Windows, Android, or IOS: Which Tablet Should I Buy?

If you’ve already got a phone or computer you’re happy with, your mind might already be made up about which tablet operating system you’re most comfortable with. However, if you’re looking for a change or you just want to see what’s out there, here’s a brief rundown of the major differences between Android, Windows, and IOS tablets:

Android

You have a fair bit of freedom to play with different tablet styles and manufacturers, as well as to define your price range, if you go with an Android-based tablet. Everyone from Samsung to ASUS to Motorola has a tablet on the market, so you’ll have plenty of choice. The downside to this? All that choice makes it easier to end up with a dud and be stuck with a tablet you don’t like. You’ll definitely want to do plenty of research and test drive a few tablets if you’re looking at something Android-based.

Once you get the tablet, you’ll also find you have more freedom to customize your experience. Hundreds of custom themes that change your tablet’s look and feel, as well as they way apps are organized and run on the device, are available for download in the Play Store.

IOS

If you want the IOS experience, you’re limited to the iPad or iPad Mini. This too might be considered a downside for some people, but Apple fans likely see it as a positive.

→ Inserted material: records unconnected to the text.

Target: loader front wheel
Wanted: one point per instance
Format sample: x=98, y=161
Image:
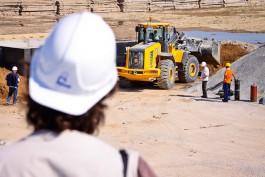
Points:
x=166, y=80
x=190, y=70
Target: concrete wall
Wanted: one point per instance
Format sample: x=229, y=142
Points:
x=10, y=57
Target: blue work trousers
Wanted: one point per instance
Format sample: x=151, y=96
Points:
x=12, y=91
x=226, y=91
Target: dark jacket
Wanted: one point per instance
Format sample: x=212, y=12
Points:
x=12, y=80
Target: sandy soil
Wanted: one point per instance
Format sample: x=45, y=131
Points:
x=237, y=19
x=179, y=134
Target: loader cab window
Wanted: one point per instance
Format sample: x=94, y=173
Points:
x=141, y=33
x=153, y=34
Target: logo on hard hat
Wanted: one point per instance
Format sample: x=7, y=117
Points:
x=62, y=80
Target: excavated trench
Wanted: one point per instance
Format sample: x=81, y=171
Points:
x=230, y=52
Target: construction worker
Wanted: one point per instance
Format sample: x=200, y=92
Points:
x=155, y=37
x=227, y=81
x=205, y=77
x=12, y=80
x=70, y=77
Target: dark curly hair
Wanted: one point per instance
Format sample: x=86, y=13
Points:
x=44, y=118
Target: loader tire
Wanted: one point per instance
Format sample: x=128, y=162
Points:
x=166, y=80
x=125, y=83
x=191, y=69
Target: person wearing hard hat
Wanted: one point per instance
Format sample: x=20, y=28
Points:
x=70, y=77
x=227, y=81
x=204, y=77
x=12, y=80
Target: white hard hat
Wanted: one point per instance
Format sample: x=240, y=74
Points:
x=76, y=67
x=14, y=68
x=203, y=63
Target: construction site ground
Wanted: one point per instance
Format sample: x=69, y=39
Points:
x=178, y=133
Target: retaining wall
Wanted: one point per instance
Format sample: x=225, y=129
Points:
x=64, y=7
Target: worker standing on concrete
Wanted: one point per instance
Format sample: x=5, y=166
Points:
x=12, y=80
x=227, y=81
x=205, y=77
x=70, y=77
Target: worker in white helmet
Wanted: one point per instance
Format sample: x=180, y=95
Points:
x=12, y=80
x=70, y=77
x=204, y=77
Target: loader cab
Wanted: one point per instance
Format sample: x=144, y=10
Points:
x=152, y=32
x=155, y=32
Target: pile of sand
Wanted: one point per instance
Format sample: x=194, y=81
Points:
x=230, y=52
x=22, y=88
x=249, y=70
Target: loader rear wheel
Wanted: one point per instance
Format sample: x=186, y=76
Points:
x=166, y=80
x=125, y=83
x=191, y=69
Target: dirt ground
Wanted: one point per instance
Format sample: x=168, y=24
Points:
x=179, y=134
x=234, y=19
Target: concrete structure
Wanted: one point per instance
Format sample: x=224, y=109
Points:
x=17, y=52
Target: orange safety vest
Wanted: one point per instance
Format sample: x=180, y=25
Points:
x=228, y=76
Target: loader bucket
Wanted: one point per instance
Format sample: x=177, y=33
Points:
x=209, y=51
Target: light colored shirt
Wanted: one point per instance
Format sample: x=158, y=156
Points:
x=68, y=154
x=228, y=76
x=205, y=72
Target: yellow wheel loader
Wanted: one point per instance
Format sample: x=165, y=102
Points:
x=162, y=54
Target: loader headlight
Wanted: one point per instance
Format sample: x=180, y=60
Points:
x=136, y=60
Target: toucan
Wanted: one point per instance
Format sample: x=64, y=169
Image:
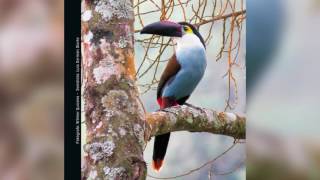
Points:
x=182, y=74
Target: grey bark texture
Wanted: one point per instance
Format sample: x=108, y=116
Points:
x=117, y=126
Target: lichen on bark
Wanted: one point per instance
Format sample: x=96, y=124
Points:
x=112, y=110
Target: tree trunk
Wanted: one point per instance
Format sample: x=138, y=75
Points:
x=117, y=126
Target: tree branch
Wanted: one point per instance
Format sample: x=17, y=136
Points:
x=234, y=14
x=186, y=118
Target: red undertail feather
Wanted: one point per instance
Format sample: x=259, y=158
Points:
x=160, y=101
x=157, y=164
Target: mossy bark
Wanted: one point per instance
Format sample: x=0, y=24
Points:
x=117, y=126
x=113, y=116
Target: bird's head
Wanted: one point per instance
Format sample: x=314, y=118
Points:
x=172, y=29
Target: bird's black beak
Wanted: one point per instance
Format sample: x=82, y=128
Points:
x=163, y=28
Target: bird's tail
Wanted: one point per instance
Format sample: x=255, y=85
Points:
x=159, y=150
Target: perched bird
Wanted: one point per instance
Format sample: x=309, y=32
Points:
x=181, y=75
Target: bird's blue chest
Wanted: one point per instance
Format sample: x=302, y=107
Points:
x=193, y=64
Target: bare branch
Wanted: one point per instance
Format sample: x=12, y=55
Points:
x=186, y=118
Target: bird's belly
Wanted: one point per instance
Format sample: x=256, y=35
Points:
x=183, y=84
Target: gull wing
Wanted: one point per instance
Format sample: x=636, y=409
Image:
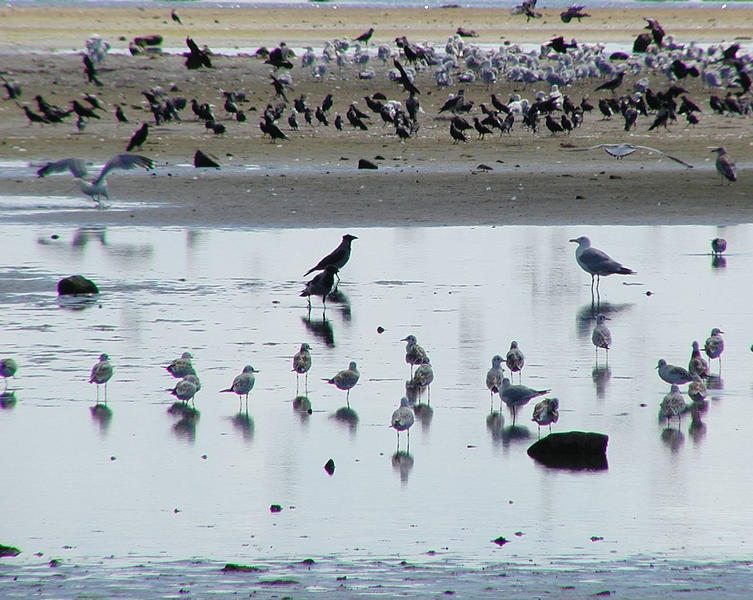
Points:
x=76, y=166
x=124, y=161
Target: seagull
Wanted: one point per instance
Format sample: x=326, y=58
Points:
x=724, y=166
x=518, y=395
x=595, y=262
x=101, y=374
x=673, y=374
x=414, y=354
x=494, y=377
x=697, y=365
x=546, y=412
x=181, y=367
x=302, y=364
x=515, y=359
x=96, y=189
x=243, y=384
x=672, y=405
x=402, y=420
x=346, y=380
x=714, y=345
x=8, y=368
x=623, y=150
x=601, y=336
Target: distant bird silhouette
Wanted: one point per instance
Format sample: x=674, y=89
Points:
x=597, y=263
x=338, y=258
x=724, y=166
x=138, y=138
x=320, y=285
x=365, y=36
x=101, y=374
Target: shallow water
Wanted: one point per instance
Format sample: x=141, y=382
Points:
x=144, y=484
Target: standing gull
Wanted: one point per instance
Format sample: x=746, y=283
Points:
x=243, y=384
x=697, y=365
x=515, y=360
x=546, y=412
x=346, y=380
x=601, y=336
x=672, y=405
x=301, y=365
x=182, y=366
x=414, y=354
x=724, y=166
x=337, y=258
x=402, y=420
x=101, y=374
x=8, y=368
x=714, y=345
x=597, y=263
x=494, y=377
x=518, y=395
x=673, y=374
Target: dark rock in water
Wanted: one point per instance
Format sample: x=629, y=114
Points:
x=235, y=568
x=571, y=450
x=148, y=40
x=9, y=551
x=75, y=285
x=204, y=159
x=366, y=164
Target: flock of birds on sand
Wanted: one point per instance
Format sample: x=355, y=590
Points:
x=593, y=261
x=557, y=65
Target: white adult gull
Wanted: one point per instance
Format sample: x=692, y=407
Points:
x=96, y=189
x=623, y=150
x=597, y=263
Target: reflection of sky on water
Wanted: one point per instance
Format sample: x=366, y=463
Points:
x=111, y=484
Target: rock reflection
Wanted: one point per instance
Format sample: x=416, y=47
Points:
x=672, y=438
x=321, y=328
x=601, y=376
x=347, y=416
x=243, y=423
x=7, y=399
x=402, y=462
x=102, y=416
x=586, y=316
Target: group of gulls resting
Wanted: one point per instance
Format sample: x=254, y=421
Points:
x=557, y=66
x=593, y=261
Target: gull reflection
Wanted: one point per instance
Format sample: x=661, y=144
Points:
x=243, y=422
x=7, y=399
x=321, y=329
x=402, y=462
x=601, y=376
x=102, y=415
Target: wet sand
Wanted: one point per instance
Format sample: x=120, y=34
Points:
x=312, y=179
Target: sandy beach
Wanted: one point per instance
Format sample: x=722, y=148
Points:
x=311, y=179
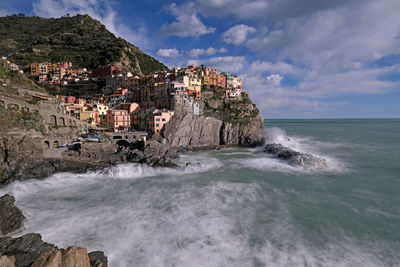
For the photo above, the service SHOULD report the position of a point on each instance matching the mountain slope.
(80, 39)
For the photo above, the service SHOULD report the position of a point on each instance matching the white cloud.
(335, 39)
(171, 52)
(3, 12)
(259, 67)
(101, 10)
(274, 79)
(225, 64)
(238, 34)
(196, 52)
(187, 22)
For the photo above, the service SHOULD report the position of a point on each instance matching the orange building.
(118, 119)
(158, 119)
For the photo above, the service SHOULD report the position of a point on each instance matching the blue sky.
(298, 59)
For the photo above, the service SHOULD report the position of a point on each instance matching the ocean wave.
(306, 145)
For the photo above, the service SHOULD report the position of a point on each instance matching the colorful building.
(90, 116)
(119, 120)
(158, 119)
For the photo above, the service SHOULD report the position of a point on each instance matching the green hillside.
(80, 39)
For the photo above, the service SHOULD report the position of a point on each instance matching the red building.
(70, 99)
(104, 71)
(221, 80)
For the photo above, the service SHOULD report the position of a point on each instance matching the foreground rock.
(294, 157)
(24, 157)
(30, 250)
(200, 132)
(11, 217)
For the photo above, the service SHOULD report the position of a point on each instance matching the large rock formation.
(11, 217)
(25, 249)
(200, 132)
(23, 157)
(295, 157)
(31, 250)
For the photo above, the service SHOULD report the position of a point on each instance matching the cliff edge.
(222, 123)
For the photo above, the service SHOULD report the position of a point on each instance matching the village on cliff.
(132, 103)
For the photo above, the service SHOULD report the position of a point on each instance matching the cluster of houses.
(129, 102)
(58, 73)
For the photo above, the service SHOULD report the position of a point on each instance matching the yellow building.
(90, 116)
(102, 109)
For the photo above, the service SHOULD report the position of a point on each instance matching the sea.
(236, 206)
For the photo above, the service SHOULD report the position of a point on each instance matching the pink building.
(64, 65)
(158, 119)
(70, 99)
(118, 119)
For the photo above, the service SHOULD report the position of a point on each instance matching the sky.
(297, 59)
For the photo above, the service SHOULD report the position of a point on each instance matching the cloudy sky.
(298, 59)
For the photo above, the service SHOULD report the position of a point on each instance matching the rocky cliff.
(223, 122)
(31, 250)
(24, 157)
(200, 132)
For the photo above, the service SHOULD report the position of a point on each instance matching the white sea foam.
(301, 144)
(196, 215)
(183, 224)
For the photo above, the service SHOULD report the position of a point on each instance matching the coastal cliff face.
(24, 157)
(222, 124)
(31, 250)
(200, 132)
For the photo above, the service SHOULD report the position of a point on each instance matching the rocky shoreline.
(23, 156)
(31, 250)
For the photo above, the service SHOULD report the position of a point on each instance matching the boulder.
(75, 257)
(7, 261)
(11, 217)
(26, 249)
(98, 259)
(295, 157)
(52, 258)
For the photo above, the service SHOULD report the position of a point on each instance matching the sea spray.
(233, 207)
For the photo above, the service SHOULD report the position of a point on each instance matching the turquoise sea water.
(237, 206)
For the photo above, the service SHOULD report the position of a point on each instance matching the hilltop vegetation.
(11, 80)
(79, 39)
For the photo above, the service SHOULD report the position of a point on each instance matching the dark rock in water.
(26, 249)
(98, 259)
(11, 217)
(295, 157)
(30, 250)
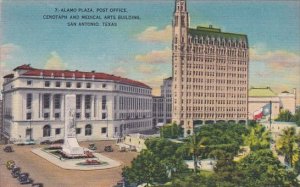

If you already have an iPhone, getting an iPad will guarantee there’s no learning curve when it comes to figuring out how to use your tablet. Apple strives to provide a uniform experience across all its devices, so you’ll have no trouble figuring out where anything is or how to use certain features. This also means that if there’s anything you don’t like about the look or organization within IOS, you have no recourse, as Apple doesn’t allow custom themes.

Windows

When it comes to choice, Windows tablets exist in a space between IOS and Android: There are more styles available than there are for IOS-based tablets, but fewer than Android has. However, the difference in look and feel between the tablets is far greater. For example, the Lenovo Yoga 8 has a built-in kickstand, and other Lenovo tablets running Windows have a built-in keyboard that can be folded over to create a more traditional tablet.

Windows tablets tend to have a shorter battery lifespan than their Android and IOS counterparts. This is because they’re running a full-featured Windows operating system rather than the souped up mobile operating systems used on Android and IOS tablets. The Surface RT, however, is known for its solid battery life.